What the new anti-climate greens and left are doing is ignoring the proximate causes of the ecological crisis and instead focusing on the ultimate causes, the resolving of which would take decades were there world enough and time. But there is no time. The climate emergency is being compounded daily by inaction as well as by denial and by numerous positive feedback mechanisms that are speeding up the day of reckoning. Every week that passes without action or resistance only makes the situation worse. It is therefore indefensible that climate activists have chosen to deliberately declare the game lost and to move to another arena where they have no allies and no prospect of success.
One does not build a movement by preaching only to the disenfranchised and the disempowered. Decisions, policies and choices will be made by the "permanent government", but they must be legitimized by important sectors of society, and not just business. The media, the political pundits, the intellectual elites, academia, at least one or two major special interest groups apart from lobbyists, economists, lawyers, all must sign on the dotted line. Where there is an influential (and not necessarily large) dissenting group, a hole can be punched in the establishment's best laid plans. Examples of this are the anti-nuclear movement, the anti-cap and trade campaign, and, nearly but not near enough, the anti-bailout movement, which was overcome by outlandish bribes of recalcitrant congressmen. We may yet witness another one as the anti-coal groups in Appalachia expand their influence; indeed one may well ask where the left and the greens are on this most pressing of issues, one that will be a determinant in our future energy policy, for better or worse.

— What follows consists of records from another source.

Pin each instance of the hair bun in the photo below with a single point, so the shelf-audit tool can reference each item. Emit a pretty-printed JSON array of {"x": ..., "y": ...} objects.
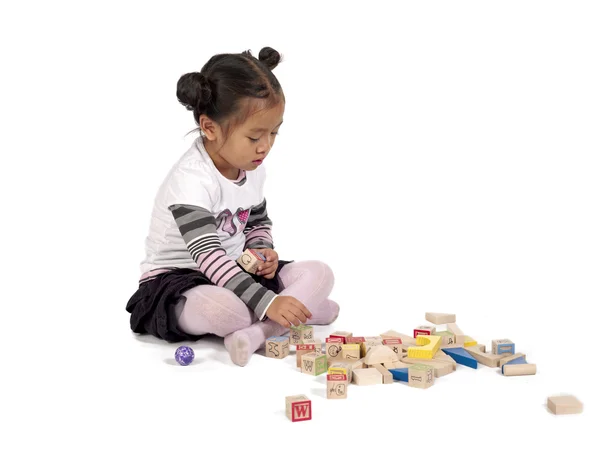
[
  {"x": 270, "y": 57},
  {"x": 194, "y": 92}
]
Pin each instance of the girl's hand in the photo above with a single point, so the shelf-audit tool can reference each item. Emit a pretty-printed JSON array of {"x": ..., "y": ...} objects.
[{"x": 267, "y": 268}]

Some years ago the late political theorist Murray Bookchin mused on nature and ecology, and concluded that the exploitation of nature would not end until the exploitation of man ended. Today's greens and left have picked up this totally false and backward theory. Looking for an excuse for their ineptness at educating and organizing the general public (which they scorn for the most part), they are now busy inventing rationalizations for abandoning the most urgent issue humankind has ever faced, for abandoning the political process, for abandoning all pretenses at active citizenship. Their first excuse is indefensible: that it is impossible to influence congress and the legislative process. The second excuse is the Bookchin Excuse: if we abolish capitalism and create an economic democracy, then and only then will we be in a position to promote our environmental agenda. This is the excuse of cowards, cowards willing to allow our death march to the edge of precipice. And cowards who are just plain ignorant. No climate denier or doubter could do more to damage the cause.